Week of 090720

WLCG Service Incidents, Interventions and Availability

VO Summaries of Site Availability SIRs & Broadcasts
ALICE ATLAS CMS LHCb WLCG Service Incident Reports Broadcast archive

GGUS section

Daily WLCG Operations Call details

To join the call, at 15.00 CE(S)T Monday to Friday inclusive (in CERN 513 R-068) do one of the following:

  1. Dial +41227676000 (Main) and enter access code 0119168, or
  2. To have the system call you, click here

General Information
CERN IT status board M/W PPSCoordinationWorkLog WLCG Baseline Versions Weekly joint operations meeting minutes

Additional Material:



Attendance: local(Simone, David, Eva, Julia, Gavin, Gang, Alessandro, Patricia, Harry, Jean-Philippe);remote(Xavier Mol, Angela, Michael, Ronald, Fabio, John Kelly, Fabio, Danielle).

Experiments round table:

  • ATLAS - SC: Last Friday's problem at ASGC of "No default service classes defined" has been resolved - Castor had gone down following a power cut. Serial processing at ASGC still cannot start as stage pool cleaning is not working. There were a couple of problematic Tier 2 over the weekend. NDGF reported some lcorrupt files last week and these are now being recuperated from other sites.
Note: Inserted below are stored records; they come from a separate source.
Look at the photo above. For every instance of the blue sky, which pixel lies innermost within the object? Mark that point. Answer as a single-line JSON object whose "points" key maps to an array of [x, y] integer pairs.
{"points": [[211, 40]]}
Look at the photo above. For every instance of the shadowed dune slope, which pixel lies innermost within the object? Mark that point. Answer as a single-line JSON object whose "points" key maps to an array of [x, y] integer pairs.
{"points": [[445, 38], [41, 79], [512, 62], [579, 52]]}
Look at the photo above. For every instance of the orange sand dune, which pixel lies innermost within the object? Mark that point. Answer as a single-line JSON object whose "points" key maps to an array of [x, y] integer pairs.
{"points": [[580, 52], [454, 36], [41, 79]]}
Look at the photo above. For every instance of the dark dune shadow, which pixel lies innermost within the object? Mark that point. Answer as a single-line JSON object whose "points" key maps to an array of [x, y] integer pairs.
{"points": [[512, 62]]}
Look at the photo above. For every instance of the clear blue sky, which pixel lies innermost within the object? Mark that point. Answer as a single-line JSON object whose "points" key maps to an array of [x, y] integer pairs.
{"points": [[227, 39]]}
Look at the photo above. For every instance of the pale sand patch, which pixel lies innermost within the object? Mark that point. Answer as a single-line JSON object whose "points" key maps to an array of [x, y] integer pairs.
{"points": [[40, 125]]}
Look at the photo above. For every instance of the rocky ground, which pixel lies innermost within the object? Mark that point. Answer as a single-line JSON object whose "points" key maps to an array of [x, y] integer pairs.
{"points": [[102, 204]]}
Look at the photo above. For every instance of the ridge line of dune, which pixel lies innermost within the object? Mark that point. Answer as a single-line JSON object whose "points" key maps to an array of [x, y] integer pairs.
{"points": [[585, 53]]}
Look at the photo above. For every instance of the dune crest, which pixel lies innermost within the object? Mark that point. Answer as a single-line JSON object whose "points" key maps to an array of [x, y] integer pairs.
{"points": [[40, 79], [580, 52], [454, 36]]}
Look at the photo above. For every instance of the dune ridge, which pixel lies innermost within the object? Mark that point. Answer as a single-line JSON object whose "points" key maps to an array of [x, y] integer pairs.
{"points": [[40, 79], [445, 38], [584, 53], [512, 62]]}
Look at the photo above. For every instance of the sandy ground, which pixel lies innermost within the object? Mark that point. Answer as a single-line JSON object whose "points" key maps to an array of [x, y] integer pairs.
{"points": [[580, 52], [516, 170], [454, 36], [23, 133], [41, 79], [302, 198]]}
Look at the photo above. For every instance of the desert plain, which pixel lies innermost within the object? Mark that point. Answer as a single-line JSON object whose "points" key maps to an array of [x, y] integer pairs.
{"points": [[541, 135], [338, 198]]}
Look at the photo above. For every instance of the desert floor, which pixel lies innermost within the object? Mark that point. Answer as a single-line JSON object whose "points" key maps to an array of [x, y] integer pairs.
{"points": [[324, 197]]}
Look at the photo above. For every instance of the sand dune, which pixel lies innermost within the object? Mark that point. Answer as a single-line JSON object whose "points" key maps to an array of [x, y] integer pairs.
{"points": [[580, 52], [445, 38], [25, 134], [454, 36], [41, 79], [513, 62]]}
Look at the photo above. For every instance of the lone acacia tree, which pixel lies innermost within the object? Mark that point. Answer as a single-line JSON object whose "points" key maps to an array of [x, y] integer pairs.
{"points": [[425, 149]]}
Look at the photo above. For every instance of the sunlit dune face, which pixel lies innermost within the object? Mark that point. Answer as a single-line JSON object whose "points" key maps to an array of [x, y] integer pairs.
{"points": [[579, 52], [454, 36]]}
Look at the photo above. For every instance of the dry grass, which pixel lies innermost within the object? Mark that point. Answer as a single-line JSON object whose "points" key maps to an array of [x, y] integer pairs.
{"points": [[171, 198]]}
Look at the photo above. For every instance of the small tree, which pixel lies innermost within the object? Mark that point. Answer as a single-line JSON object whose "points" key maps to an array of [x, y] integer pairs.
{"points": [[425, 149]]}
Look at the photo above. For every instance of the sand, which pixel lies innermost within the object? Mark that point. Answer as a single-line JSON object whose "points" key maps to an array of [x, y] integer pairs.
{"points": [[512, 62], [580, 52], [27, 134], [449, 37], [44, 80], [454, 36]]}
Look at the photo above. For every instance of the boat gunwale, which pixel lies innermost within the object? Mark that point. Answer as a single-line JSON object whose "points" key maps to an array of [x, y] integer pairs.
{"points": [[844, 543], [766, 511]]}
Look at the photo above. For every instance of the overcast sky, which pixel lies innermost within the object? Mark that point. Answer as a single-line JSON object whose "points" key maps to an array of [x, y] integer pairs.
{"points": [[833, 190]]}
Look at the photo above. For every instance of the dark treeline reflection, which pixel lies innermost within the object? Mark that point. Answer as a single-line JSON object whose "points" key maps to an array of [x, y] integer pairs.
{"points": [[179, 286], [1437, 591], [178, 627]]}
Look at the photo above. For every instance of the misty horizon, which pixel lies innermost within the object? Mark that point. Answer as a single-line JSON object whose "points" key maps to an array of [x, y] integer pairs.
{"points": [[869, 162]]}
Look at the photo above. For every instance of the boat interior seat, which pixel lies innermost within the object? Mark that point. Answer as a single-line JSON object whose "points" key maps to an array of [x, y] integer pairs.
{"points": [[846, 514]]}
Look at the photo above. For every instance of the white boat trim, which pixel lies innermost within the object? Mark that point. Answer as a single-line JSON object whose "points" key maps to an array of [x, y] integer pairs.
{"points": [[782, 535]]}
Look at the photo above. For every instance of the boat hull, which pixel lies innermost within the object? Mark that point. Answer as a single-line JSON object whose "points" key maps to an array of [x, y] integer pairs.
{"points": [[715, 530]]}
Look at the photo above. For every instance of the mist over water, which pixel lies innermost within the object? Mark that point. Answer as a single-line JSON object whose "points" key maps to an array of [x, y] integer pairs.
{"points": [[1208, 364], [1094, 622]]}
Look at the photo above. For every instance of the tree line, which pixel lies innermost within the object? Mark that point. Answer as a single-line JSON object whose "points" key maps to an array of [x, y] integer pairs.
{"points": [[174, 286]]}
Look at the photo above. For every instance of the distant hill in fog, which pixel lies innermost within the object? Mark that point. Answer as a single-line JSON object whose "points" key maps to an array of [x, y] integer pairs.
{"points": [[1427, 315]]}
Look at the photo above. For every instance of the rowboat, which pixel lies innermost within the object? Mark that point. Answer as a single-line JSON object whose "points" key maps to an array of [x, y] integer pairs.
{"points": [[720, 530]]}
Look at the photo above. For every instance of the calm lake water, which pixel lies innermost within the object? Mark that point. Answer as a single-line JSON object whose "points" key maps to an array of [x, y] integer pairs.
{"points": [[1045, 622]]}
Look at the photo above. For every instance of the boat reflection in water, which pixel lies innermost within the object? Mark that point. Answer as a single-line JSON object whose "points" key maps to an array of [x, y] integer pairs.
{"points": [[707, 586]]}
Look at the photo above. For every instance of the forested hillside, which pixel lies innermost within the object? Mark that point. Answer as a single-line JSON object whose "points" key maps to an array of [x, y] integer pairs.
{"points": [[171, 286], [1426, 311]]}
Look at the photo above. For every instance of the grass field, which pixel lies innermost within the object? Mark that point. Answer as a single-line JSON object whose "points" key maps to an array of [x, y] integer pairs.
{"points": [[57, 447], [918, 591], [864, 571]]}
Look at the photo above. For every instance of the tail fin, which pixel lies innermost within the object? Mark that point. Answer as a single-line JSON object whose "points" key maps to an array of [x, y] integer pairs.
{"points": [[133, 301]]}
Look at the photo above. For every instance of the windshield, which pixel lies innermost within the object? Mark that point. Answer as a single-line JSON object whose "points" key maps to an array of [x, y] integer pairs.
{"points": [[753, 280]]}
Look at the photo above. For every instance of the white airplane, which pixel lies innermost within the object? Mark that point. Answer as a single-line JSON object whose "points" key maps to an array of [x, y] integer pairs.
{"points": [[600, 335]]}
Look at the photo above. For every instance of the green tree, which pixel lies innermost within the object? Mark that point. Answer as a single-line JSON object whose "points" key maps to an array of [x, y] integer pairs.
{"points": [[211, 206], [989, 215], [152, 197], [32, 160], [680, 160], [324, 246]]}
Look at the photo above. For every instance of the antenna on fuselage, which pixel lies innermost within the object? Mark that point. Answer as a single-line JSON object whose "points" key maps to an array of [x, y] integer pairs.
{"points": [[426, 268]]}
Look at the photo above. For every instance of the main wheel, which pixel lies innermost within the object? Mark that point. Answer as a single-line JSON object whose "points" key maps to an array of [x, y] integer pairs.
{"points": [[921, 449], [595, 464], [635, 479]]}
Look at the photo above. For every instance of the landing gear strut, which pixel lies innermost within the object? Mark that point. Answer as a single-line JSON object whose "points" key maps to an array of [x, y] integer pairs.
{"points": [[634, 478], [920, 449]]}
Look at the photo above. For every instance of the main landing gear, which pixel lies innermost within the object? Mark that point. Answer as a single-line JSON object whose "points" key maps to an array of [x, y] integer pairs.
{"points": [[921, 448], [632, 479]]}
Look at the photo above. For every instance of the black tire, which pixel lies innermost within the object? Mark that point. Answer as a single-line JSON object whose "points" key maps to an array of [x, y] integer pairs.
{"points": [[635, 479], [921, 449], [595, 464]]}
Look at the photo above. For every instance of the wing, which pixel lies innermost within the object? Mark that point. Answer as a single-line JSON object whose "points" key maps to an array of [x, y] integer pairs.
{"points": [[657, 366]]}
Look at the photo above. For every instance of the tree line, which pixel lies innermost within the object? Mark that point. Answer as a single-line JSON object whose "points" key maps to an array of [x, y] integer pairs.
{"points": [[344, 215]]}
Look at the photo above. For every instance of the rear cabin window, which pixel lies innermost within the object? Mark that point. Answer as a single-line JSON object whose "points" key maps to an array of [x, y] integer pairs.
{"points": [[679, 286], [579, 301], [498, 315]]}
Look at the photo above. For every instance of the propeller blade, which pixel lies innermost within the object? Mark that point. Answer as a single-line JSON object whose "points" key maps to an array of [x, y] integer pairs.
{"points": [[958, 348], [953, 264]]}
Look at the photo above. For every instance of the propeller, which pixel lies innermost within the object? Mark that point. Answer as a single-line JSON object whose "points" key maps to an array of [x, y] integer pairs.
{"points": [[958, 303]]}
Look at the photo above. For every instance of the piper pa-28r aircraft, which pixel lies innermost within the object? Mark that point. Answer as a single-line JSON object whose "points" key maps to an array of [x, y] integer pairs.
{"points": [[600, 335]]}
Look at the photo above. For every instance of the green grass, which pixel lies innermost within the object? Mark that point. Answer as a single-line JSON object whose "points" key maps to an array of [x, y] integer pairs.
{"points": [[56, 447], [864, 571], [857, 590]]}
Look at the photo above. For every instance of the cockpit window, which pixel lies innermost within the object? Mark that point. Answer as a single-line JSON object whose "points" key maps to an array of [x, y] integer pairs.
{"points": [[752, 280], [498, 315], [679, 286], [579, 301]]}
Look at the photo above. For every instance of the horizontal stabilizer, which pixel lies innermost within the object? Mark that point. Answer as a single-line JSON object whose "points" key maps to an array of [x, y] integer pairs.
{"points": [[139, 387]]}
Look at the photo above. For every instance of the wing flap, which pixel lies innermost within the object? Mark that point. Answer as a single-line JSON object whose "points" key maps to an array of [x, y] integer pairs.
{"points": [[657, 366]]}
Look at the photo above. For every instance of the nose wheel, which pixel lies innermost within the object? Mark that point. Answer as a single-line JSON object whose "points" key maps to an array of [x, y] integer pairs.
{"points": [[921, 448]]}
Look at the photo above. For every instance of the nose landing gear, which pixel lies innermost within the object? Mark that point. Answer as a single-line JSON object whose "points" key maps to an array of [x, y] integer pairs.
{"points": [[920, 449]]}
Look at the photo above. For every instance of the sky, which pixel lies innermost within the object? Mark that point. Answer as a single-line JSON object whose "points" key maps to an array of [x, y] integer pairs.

  • CMS reports - DB: Will give a full report today then return to incremental mode. 1) A Tier0 CAF user is getting error messages reading from CAF pools but this is thought to be a user environment problem. 2) There were 7 tickets reopened at ASGC - 4 have been understood and closed. Main issue left is that since some weeks important data are not being migrated to tape. Gang reported that their tape drives (currently 7) are busy reading CMS files from tape (1200 jobs in queue) but that they should reprioritise the use perhaps dedicating 2 drives to migration. Also ASGC fails to install a new software release reporting a locked lcg-tags file. 3) The link from a Russion Tier 2 to ASGC is failing commissioning since 5-6 days - looks like the Russian site is overloaded by ATLAS jobs. 4) The GRIF (French) Tier 2 fails to install a new software release reporting a hanging installation job. 5) Phedex transfers FZK to TIFR (India) are failing and expiring. Not thought to be a Tier 1 issue. 6) Loadtest transfers from PIC to CALTECH have been failing - may be due to network overloads at Caltech as reported in another ticket. Probably already solved. 7) Two old tickets (from end June) will be escalated to experts - CRAB jobs failing in Estonia and Phedex transfers to IPHC (France) timing out.

  • ALICE - PM: Have been testing a new version of the ALIEN module submitting jobs to the CERN gLite 3.2 WMS and due to a bug submitted huge numbers of jobs causing it to overload. It had to be drained over the weekend so not much production was done. Known problems have now been resolved and testing continues today. The WMS itself is working fine and does not show the scalability issues shown by previous versions.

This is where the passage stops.